OB, gloves on, retrieved the sodden leather wallet while Cal gently prodded the dead man’s ribs. Amaral asked, “How do you think it happened?”
“I have no idea.”Cal answered as he walked around the pole, looking at the corpse from every angle. “Can you guys knock on some doors and ask if anybody’s power or phone service or anything went out?”
As the officers dispersed, he looked up at the top of the pole, twenty feet up. “Maybe somebody disconnected the wires, stuffed our man down the pole, and then re-connected them. Whaddya think?”
OB snorted. “Gimmie a break, Cal—what’d they do, rent a goddamned telephone truck? There isn’t even any blood on the damn thing above his body.”
Cal threw up his hands. “You got another theory? Did they show up with a giant robot, lift the freaking pole out of the sidewalk, and stuff him up through it?”
OB shook his head, still staring at the telephone pole. “Jesus. Could this be an accident or something?”
“Yeah, sure. Telephone poles sprout up through people’s guts all the time.”Cal snatched the wallet fromOB’s hands. “Gimmie that.”
“Easy there, big guy. Don’t have to get mad at me.” OB chided.
“I hate when things don’t make sense.”Cal snarled.
OB chuckled. “Cal, we’re in homicide. When does anything make sense?”
The wallet contained a variety of paper currency from five countries, a smooth blue stone, a collection of business cards following no obvious pattern, and an expired license. It read ‘Aldous Hambury,’ and sported a picture of the dead man wearing a blue bow-tie and smiling wider than anyone in the DMV had a right to. Cal handed it back to OB, who looked himself.
“Aldous? What kind of name is that?”
“British, I think. Notice anything weird about that license?”
OB held it up to the pale light. “No hologram—it’s a fake. Why would you fake an expired license?”
“Why would somebody stuff an old man through a telephone pole?”
OB snorted. “Screw that, Cal—how do you stuff an old man through a telephone pole?”
Cal crouched down to get a better look at the underside of ‘Aldous Hambury.’ He was looking for…well, heck, he had no idea what he was looking for. Blood, guts, a calling card—some kind of explanation written in physical clues. What he found was that the telephone pole seemed to have neatly punctured through Hambury’s jacket, as well as his body. He shook his head. “This isn’t possible.”

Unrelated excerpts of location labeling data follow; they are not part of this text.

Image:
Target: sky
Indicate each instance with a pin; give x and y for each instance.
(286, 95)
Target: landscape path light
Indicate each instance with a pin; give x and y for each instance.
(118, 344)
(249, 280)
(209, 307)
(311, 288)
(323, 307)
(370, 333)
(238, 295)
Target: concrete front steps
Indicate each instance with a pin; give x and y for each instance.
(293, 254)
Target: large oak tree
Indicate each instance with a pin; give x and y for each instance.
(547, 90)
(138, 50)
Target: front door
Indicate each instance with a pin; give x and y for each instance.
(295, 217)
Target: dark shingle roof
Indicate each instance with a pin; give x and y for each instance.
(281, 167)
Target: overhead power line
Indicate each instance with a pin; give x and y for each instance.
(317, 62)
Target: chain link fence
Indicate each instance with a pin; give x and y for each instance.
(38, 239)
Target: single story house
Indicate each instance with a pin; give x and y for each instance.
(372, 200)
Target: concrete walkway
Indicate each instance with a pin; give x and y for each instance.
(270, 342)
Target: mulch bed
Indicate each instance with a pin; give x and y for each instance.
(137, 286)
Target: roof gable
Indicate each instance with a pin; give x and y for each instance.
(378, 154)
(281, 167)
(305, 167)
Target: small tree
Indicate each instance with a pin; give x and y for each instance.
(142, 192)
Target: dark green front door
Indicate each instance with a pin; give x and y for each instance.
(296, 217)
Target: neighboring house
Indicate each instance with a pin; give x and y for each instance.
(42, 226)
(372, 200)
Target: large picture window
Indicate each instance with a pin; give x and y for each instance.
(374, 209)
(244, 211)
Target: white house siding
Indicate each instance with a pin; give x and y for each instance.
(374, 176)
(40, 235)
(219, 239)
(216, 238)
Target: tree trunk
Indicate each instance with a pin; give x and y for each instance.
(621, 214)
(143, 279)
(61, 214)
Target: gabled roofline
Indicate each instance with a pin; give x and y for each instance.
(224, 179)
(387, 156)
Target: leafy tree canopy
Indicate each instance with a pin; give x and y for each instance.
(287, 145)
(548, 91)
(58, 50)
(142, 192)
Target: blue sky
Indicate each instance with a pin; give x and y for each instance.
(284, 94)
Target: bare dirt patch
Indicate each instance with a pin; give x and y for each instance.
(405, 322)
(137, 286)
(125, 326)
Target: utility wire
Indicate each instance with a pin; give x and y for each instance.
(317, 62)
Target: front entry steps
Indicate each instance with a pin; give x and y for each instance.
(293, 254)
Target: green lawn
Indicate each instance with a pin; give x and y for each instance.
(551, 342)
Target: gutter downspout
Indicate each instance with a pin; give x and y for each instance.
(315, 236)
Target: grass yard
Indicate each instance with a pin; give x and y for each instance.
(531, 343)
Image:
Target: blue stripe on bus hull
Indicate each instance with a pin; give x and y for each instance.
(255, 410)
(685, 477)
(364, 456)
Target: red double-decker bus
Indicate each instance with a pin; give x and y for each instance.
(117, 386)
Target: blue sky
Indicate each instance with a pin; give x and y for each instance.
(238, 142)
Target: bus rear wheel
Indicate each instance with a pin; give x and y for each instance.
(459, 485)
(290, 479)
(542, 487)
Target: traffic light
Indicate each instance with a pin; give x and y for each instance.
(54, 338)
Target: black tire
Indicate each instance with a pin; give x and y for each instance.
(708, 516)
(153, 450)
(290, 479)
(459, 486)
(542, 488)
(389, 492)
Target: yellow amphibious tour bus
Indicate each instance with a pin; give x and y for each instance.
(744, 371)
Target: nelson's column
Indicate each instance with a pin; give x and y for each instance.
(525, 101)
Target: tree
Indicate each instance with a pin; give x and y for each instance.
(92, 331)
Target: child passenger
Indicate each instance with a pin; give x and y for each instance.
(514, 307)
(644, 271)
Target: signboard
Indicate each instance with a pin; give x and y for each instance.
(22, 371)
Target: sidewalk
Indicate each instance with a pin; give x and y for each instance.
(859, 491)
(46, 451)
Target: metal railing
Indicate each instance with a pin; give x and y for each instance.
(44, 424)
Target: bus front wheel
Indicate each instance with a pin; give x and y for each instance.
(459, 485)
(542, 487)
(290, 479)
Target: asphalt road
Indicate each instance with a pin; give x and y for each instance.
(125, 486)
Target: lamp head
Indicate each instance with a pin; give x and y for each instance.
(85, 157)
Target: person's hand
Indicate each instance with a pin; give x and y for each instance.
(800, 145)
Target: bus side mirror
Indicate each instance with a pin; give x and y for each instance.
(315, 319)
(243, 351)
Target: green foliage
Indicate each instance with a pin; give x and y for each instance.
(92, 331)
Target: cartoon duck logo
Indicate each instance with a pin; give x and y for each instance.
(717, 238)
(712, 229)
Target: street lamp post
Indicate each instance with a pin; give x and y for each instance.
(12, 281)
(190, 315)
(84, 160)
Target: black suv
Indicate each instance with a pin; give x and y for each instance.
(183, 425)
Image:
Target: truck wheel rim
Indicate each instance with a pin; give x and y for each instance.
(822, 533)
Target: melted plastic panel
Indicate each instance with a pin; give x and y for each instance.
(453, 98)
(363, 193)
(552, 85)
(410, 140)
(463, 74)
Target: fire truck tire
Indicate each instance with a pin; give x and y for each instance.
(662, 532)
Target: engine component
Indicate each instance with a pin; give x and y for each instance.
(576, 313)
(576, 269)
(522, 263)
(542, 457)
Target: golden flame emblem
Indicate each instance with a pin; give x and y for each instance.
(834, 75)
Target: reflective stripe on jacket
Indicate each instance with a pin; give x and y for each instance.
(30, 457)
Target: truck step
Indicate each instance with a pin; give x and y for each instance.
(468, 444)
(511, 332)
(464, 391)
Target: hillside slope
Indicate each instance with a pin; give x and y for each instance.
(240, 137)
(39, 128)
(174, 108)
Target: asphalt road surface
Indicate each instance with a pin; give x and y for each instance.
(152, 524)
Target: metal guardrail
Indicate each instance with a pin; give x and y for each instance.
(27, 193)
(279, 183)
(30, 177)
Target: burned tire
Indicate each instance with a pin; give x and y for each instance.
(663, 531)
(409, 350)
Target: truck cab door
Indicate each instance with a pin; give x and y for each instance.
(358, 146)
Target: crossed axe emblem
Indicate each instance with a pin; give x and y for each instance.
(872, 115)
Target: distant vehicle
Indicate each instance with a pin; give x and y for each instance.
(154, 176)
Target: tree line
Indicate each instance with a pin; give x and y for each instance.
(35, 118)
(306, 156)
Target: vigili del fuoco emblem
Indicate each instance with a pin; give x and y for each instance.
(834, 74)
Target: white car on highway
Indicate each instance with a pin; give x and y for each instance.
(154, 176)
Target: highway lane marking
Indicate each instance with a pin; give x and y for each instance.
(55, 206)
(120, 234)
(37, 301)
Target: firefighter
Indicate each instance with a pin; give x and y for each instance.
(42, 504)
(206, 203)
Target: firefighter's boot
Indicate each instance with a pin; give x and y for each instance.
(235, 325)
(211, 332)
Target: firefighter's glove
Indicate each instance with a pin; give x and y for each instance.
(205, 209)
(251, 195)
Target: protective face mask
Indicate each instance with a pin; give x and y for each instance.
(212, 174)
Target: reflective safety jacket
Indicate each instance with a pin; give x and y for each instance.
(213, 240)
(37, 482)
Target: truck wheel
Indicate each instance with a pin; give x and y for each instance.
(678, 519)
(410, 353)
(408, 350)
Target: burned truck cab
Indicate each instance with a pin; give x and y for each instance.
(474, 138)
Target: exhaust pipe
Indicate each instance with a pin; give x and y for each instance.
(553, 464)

OB stepped forward and prodded Hambury’s side with a gloved finger. “Well, he’s here, ain’t he?”
“The goddamned pole has to go through his spine, OB. The spine holds the body together. If he hasn’t got one then…” Cal trailed off, circled the body twice more, and wound up standing next to OB and staring down at Hambury’s strange grimace.
OB nodded. “Fifteen years, Cal, and they just keep getting weirder.” He pulled off a glove and produced a small plastic box that rattled as he shook it. “Tic-tac?”